Kategorie: Fahndungen

89 jähriger Mann in Oberhausen dreist bestohlen!

Oberhausen (ots) – Jetzt erfolgt nach richterlichem Beschluss eine Fotofahndung nach zwei mutmaßlichen Dieben. Die zwei Täter wurden in der Bank und im Bus gefilmt. Wer kann Angaben zur Identität der Täter machen?

Am 02.11.2016 gegen Mittag hatte jemand einen 89jährigen Oberhausener vermutlich beim Bargeldholen an einem Geldautomaten beobachtet.

Vermutlich wurde der Senior von zwei Personen von der Haltestelle Wörthstraße im Linienbus 143 bis zum Fröbelplatz und weiter zu Fuß bis zur Straße Heiderhöfen verfolgt.

Einer der Trickdiebe sprach den Senior unvermittelt an, hielt ihm eine Karte vor das Gesicht und fragte nach dem Weg. Schnell machte sich der Täter wieder auf den Weg und flüchtete in Richtung Bebelstraße.

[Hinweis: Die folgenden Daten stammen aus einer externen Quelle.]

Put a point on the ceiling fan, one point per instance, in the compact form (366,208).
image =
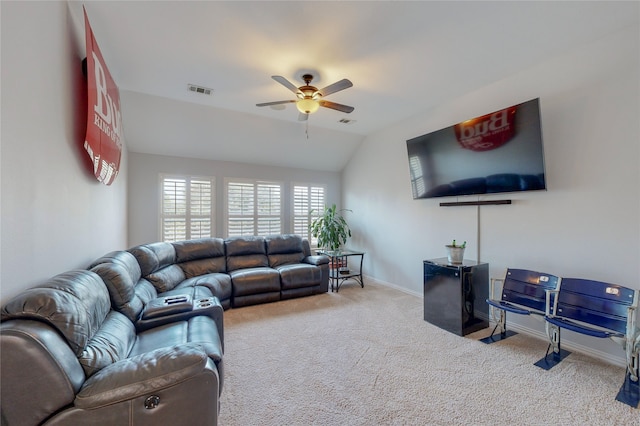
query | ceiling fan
(310,98)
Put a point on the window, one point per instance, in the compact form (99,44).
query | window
(187,207)
(253,208)
(308,203)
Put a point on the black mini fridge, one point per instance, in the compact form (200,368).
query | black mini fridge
(455,295)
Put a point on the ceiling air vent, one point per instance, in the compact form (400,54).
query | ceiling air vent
(199,89)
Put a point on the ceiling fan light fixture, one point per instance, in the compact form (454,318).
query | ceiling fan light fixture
(307,106)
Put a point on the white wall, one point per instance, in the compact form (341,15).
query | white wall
(585,225)
(55,215)
(144,189)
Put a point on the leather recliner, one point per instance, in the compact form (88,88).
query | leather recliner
(68,358)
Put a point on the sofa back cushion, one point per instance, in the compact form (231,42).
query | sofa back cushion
(128,291)
(153,257)
(76,303)
(284,249)
(158,265)
(200,257)
(245,252)
(111,343)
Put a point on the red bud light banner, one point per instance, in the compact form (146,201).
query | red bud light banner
(103,140)
(487,132)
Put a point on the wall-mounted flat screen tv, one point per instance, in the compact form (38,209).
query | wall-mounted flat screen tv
(497,152)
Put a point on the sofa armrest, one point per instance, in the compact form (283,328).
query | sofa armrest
(141,375)
(317,260)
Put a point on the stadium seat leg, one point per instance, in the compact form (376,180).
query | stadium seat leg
(629,392)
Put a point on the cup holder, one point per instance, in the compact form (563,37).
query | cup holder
(204,303)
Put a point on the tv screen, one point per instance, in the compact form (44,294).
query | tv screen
(497,152)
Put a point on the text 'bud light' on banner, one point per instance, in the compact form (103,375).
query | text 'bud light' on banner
(487,132)
(103,141)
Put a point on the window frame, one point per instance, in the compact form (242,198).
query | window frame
(188,215)
(255,217)
(312,205)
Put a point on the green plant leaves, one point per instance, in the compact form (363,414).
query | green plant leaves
(331,229)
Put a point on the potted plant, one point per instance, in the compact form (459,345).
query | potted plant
(455,252)
(330,228)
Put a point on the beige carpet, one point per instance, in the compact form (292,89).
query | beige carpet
(365,356)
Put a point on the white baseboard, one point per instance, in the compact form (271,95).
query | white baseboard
(540,335)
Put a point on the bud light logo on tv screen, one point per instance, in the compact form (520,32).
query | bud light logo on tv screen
(497,152)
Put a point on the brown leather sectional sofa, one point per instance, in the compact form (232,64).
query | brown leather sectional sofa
(137,337)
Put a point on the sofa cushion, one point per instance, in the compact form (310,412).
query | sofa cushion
(136,376)
(255,280)
(219,285)
(112,343)
(203,248)
(299,275)
(75,302)
(199,267)
(155,256)
(246,252)
(166,278)
(121,274)
(199,329)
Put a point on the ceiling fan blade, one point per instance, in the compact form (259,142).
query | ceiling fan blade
(336,87)
(337,107)
(286,83)
(275,103)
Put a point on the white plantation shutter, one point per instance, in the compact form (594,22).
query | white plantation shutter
(253,208)
(305,199)
(187,208)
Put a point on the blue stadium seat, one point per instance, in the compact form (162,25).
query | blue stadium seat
(597,309)
(523,293)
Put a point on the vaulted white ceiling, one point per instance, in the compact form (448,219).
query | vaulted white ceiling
(403,58)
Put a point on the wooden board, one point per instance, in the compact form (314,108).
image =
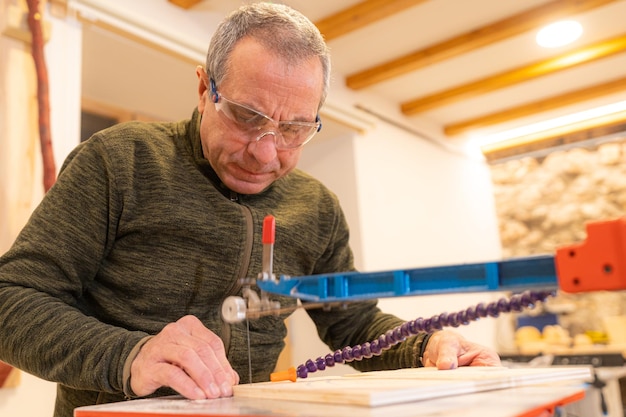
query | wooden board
(373,389)
(530,401)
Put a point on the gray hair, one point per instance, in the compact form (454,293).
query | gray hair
(277,27)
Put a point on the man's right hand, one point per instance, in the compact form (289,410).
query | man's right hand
(187,357)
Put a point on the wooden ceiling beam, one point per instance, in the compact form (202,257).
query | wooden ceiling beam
(472,40)
(361,15)
(539,106)
(185,4)
(518,75)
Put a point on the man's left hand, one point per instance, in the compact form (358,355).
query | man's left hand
(448,350)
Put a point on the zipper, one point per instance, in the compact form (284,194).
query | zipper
(225,333)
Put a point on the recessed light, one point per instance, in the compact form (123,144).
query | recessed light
(559,34)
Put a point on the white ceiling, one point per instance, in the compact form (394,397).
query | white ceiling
(171,82)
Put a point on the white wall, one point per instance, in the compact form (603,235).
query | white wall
(33,396)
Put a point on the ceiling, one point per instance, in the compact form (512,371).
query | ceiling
(468,68)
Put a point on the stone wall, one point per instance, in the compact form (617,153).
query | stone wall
(544,202)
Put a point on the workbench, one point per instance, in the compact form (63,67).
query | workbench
(514,402)
(424,392)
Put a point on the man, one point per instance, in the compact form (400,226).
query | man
(114,287)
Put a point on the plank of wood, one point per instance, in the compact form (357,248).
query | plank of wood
(531,401)
(373,389)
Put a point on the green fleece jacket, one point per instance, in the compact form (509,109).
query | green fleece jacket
(137,232)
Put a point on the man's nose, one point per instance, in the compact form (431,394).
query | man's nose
(264,147)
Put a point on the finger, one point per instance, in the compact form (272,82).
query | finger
(442,351)
(208,348)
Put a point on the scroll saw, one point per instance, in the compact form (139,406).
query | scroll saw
(598,263)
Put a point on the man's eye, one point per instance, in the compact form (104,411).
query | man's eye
(248,117)
(292,129)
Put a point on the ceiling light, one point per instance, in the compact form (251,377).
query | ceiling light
(559,34)
(517,134)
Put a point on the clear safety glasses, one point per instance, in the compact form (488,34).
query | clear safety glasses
(256,125)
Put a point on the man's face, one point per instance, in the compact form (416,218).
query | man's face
(260,81)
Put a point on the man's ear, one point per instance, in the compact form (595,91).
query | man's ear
(203,82)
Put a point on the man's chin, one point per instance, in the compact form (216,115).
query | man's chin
(243,187)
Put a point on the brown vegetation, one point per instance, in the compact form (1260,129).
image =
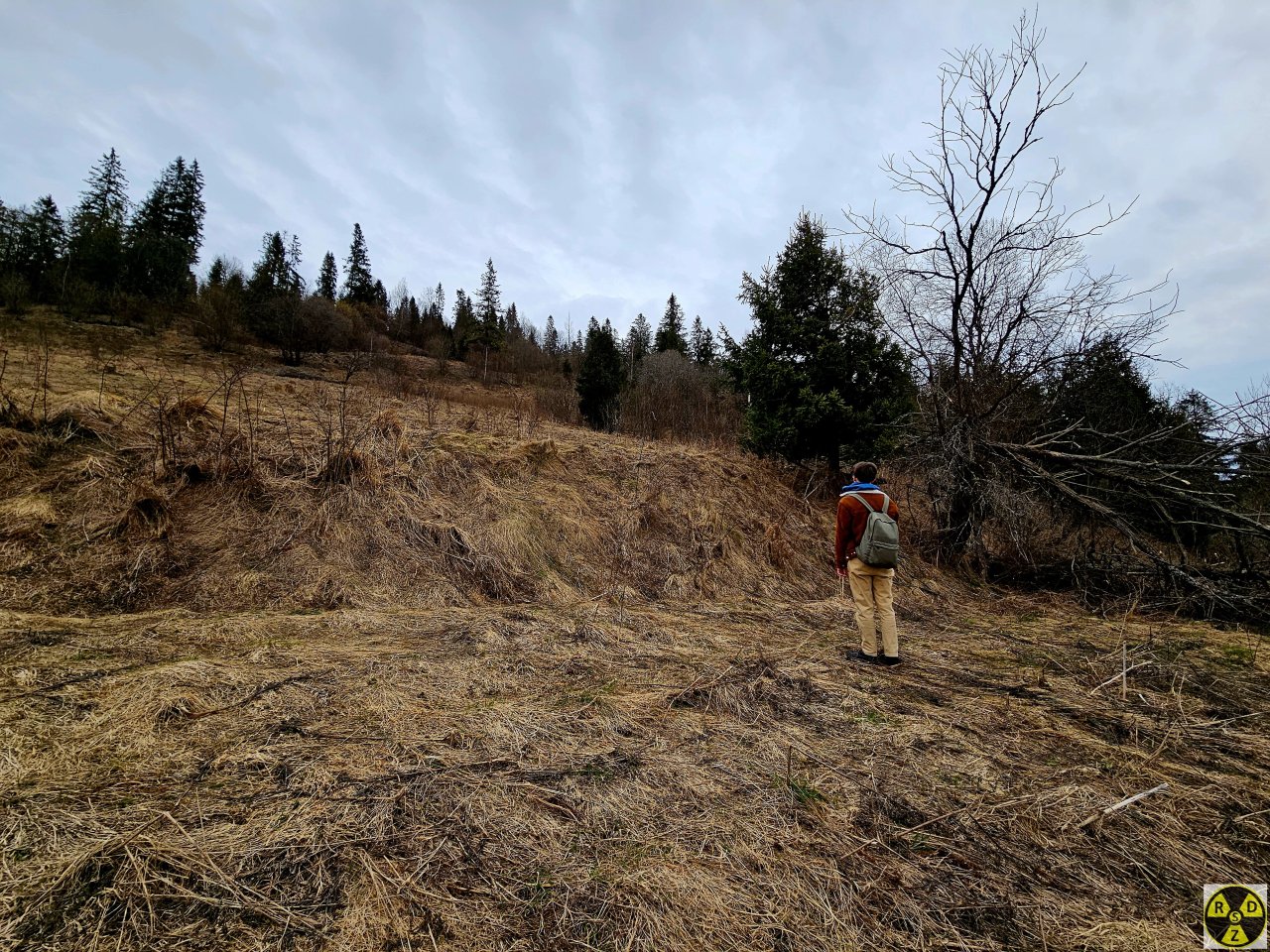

Erst als der Senior in seiner Wohnung war, bemerkte er, dass das Bargeld weg war.

Einer der Trickdiebe wird wie folgt beschrieben: Etwa 35 Jahre alt, ca. 185 cm groß und schlanke Statur. Der Täter hatte einen Vollbart, ein osteuropäisches Erscheinungsbild und sprach mit Akzent. Hinweise nimmt das Kommissariat 22 telefonisch 0208 826-0) oder Poststelle.Oberhausen@polizei.nrw.de entgegen.

Schützen Sie Verwandte und Bekannte vor solchen Tätern. Sprechen Sie mit Ihnen darüber. Kinder und Enkelkinder können Ihre Eltern und Großeltern informieren und so schützen.

Zum Monatsanfang werden Trickdiebe und Taschendiebe aktiv. Viele Menschen holen dann ihr Monatseinkommen an den Geldautomaten ab. Das wissen die skrupellosen Kriminellen. Oft werden dabei gezielt Seniorinnen und Senioren ins Visier genommen.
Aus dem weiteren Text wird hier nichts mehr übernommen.